Now, had 6960 said the information must correspond to the certificate that
was used to issue the response, 6960 would be clearer. But the current BRs
align with 6960 (referring to 'certificate signing'), which thus gives a
clearer picture that both the RFC and the BRs are referring to the same
concept. This asymmetry potentially introduces confusion, and I suspect the
best we can do, given voting has started, is to figure out how likely the
confusion is (low, hopefully) and how a follow-up ballot can clarify (...
and whether we can get that clarification prior to voting ending here)

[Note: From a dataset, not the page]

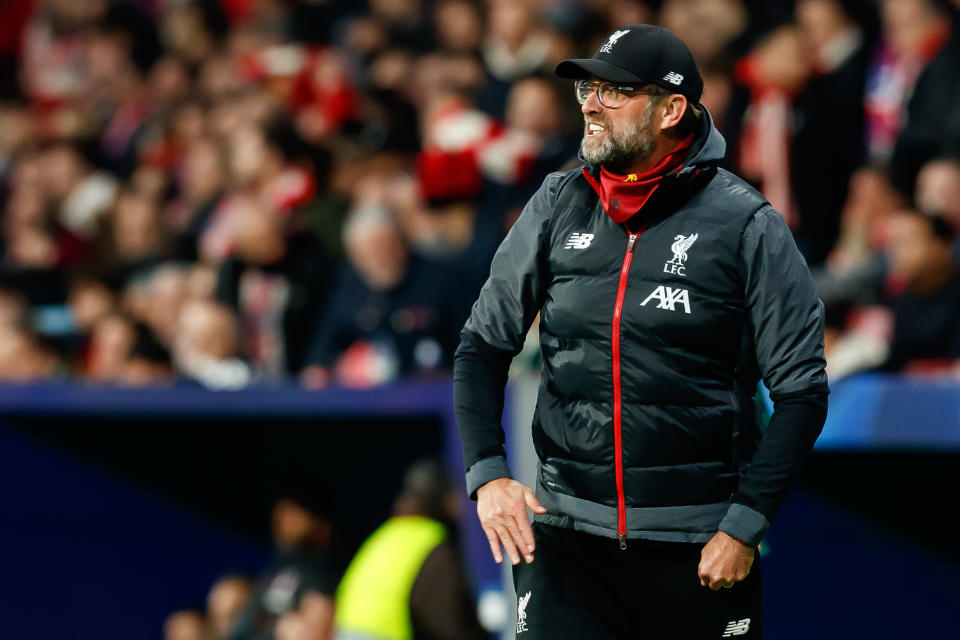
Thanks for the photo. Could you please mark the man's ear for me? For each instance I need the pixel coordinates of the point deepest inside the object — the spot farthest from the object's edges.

> > > For a Key Pair generated to be associated with either (i) a Root CA
> Certificate or (ii) a Subordinate CA Certificate to be operated by an
> Externally Operated Subordinate CA, the CA SHALL:

> > For a Key Pair generated to be associated with a Subordinate CA
> Certificate to be operated by the Root CA Operator or its Affiliates, the
> CA SHOULD:
> >
> > Why does this not use the term Internally Operated Subordinate CA? It
> would seem that this would be semantically accurate and correspond to the
> (ii) above to completely cover the set of Sub CA Certificates.
>
> Because there is no "Internally Operated Subordinate CA” term.
>

Under this ballot, there is

" Insert a new definition for "Internally Operated Subordinate CA" as: "A
Subordinate CA Operator, operated by a Root CA Operator or its Affiliate,
that is in possession or control of the Private Key associated with the
Subordinate CA Certificate."

That is, the only distinction that seems between these two is "in
possession or control of the Private Key associated with the Subordinate CA
Certificate", and this being describing how such a Private Key is
generated... but does that make it clearer?

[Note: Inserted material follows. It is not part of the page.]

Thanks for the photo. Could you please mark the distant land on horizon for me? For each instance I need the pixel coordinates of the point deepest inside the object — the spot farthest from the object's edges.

> The Affiliates portion was not intended to suggest that it was outside the
> audit scope.  The intent here was simply to solve the problem of multiple
> offices of the same company being legally different entities.  Maybe this
> needs to be rephrased into terms of the scope of the audit.
>

I think that really is the core of the concerns related to scope. I totally
appreciate the legal vs conceptual separation, but I'm concerned about the
ambiguity it introduces to the scope of the audit, CP, and CPS. This was
the topic discussed at the Redmond F2F with respect to organizations that
have many legal entities, those legal entities potentially possessing many
CP and CPSes, those entities potentially possessing many audits (of
different scopes) for a single set of CP and CPSes, and the binding of the
key, name, and issuance practice through those multiple layers.